The Pope is resigning. This is a big deal not just because it will trigger off another conclave - it's always gothic whenever a prominent office, whether potent or figurehead, is filled by election by a small body of voters; see previous remarks here about the Chancellorship of Oxford University, another normally lifetime job - but because he's the first pope to resign in nearly 600 years, since two competing popes resigned at once to clear the boards to end the Great Schism. He cites age and infirmity, two factors rendered more likely to hit by modern life-extending medical science. It's critical in the case of the Pope, who is usually elected old and serves older, because he is not normally a figurehead but the actual leader of his Church.

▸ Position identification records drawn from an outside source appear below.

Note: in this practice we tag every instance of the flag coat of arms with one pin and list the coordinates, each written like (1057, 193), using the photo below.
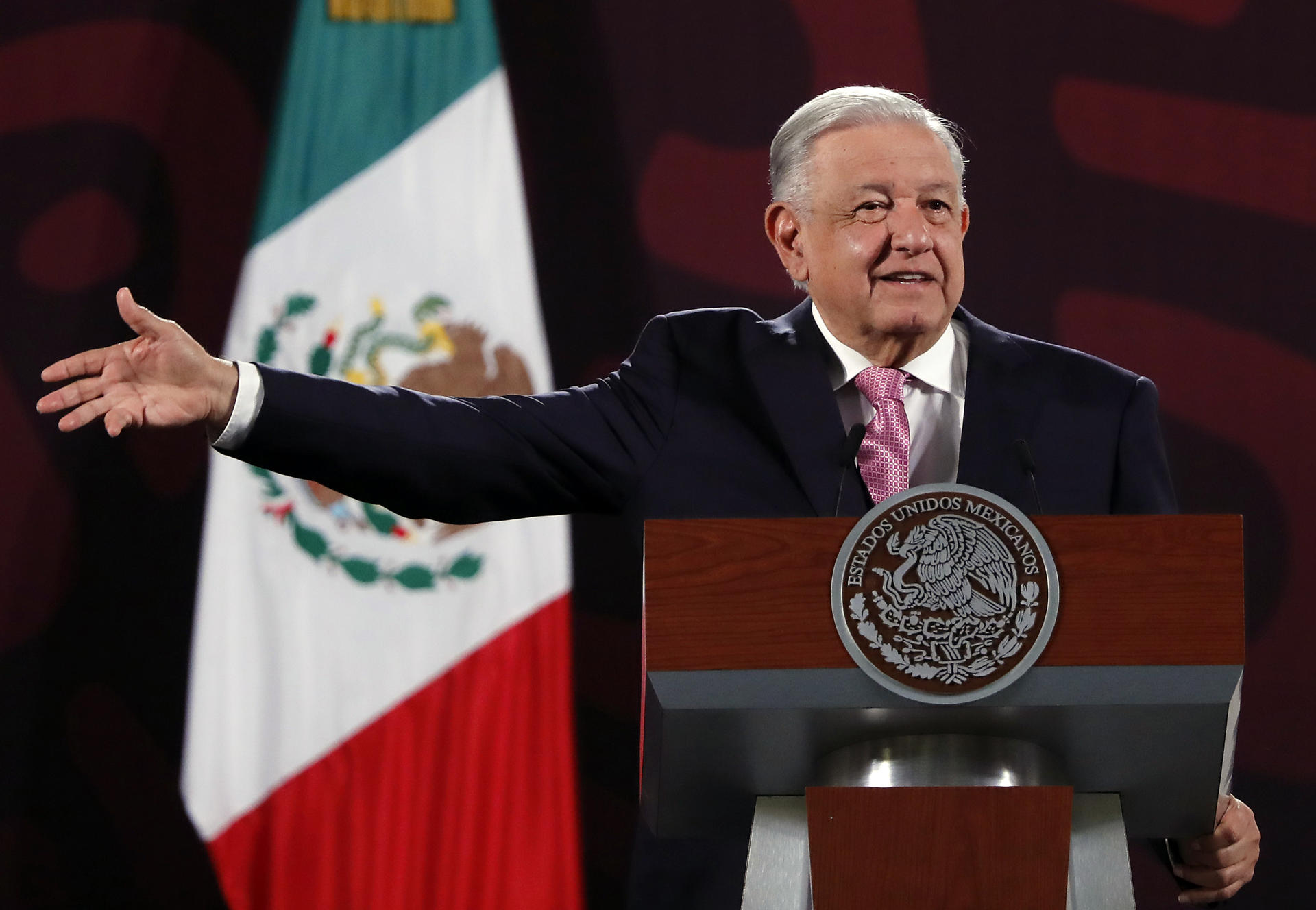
(379, 706)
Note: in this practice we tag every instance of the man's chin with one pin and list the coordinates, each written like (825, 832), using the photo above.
(905, 320)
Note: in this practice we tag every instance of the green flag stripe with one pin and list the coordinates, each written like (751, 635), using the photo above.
(353, 91)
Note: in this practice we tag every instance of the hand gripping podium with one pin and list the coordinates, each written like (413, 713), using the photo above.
(756, 715)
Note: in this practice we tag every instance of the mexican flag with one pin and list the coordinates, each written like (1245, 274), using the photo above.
(379, 712)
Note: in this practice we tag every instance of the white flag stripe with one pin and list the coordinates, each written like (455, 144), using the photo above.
(291, 656)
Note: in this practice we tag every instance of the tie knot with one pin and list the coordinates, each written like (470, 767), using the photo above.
(878, 383)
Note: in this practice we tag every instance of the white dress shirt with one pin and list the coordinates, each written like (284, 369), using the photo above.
(934, 399)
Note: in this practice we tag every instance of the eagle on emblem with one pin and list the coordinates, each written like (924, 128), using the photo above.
(949, 554)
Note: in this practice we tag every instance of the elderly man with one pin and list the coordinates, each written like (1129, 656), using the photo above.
(720, 412)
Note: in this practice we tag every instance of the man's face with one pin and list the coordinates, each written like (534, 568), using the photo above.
(882, 241)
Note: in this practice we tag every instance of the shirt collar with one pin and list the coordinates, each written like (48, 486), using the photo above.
(938, 367)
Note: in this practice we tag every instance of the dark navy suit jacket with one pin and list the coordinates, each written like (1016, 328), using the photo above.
(716, 413)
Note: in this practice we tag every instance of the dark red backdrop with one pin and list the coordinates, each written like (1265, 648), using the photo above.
(1141, 183)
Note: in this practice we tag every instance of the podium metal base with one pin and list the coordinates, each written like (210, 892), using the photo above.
(777, 875)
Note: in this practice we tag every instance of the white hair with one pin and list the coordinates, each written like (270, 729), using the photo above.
(841, 108)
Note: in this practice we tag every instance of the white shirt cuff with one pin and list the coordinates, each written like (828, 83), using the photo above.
(245, 408)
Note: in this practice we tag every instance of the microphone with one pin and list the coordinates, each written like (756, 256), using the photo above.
(1025, 460)
(849, 452)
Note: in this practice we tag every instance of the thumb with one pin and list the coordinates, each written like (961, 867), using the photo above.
(137, 317)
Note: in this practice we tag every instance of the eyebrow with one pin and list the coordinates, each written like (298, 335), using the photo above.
(940, 186)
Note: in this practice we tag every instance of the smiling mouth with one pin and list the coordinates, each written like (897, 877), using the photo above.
(907, 278)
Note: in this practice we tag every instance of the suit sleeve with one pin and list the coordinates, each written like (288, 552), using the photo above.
(466, 460)
(1143, 482)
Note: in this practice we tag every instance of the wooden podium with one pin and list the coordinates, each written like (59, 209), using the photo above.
(749, 688)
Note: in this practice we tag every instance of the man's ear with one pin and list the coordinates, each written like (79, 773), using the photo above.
(782, 224)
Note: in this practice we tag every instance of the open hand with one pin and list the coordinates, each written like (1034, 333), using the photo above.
(1224, 861)
(162, 378)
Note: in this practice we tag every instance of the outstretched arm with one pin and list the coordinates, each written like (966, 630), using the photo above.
(162, 378)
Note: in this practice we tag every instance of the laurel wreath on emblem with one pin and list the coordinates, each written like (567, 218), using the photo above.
(360, 363)
(942, 628)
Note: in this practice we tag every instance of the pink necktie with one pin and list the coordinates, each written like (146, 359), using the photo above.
(885, 452)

Queen Beatrix of the Netherlands is also resigning, or abdicating as it's called for royalty. She is also a senior citizen, but considerably younger than the Pope. (She's 75, he's 85.) No election is needed here; she has an heir in place, and her job is mostly ceremonial and nominal; there's no reason to drag it out. Her mother and grandmother before her did the same.
Queen Elizabeth of Her Various Realms and Territories is not resigning. She's in good health, we hear, though she's older, by a year, than the Pope. (Rule of thumb: You know you're getting old when you're older than the President of the U.S. You know you're actually old when you're older than the Pope. And you're truly mindbogglingly venerable when you're older than the President of the LDS Church, but that's another story.) And her job is even more ceremonial than Beatrix's: both queens certify governments, which in the U.K. is almost always a nominal process; in the Netherlands, due to a more complex party system, it's a bit more complicated than that. And a monarch of the U.K. stands on a lot more ceremony than one from the more easy-going Low, or Scandinavian, countries.
The question of whether a voluntary resignation by a Pope or a monarch could lead to pressure on future incumbents to resign involuntarily has been raised. It's also been raised in regard to assisted suicide. It was even raised by Richard Nixon in an attempt to forestall his resignation, first ever by a U.S. President, but the precedent doesn't seem to have had much effect on his successors so far. Abdication due to a desire just to hang it up is considered beneath the dignity of a U.K. monarch, due to all that ceremony, I guess. (Abdication for more pressing reasons, most recently practiced in 1936, is another matter.) Still, there's her successor waiting in the wings, only ten years younger than Beatrix, and now older than his venerable great-great-grandfather Edward VII was when he finally succeeded his even more venerable mother Victoria.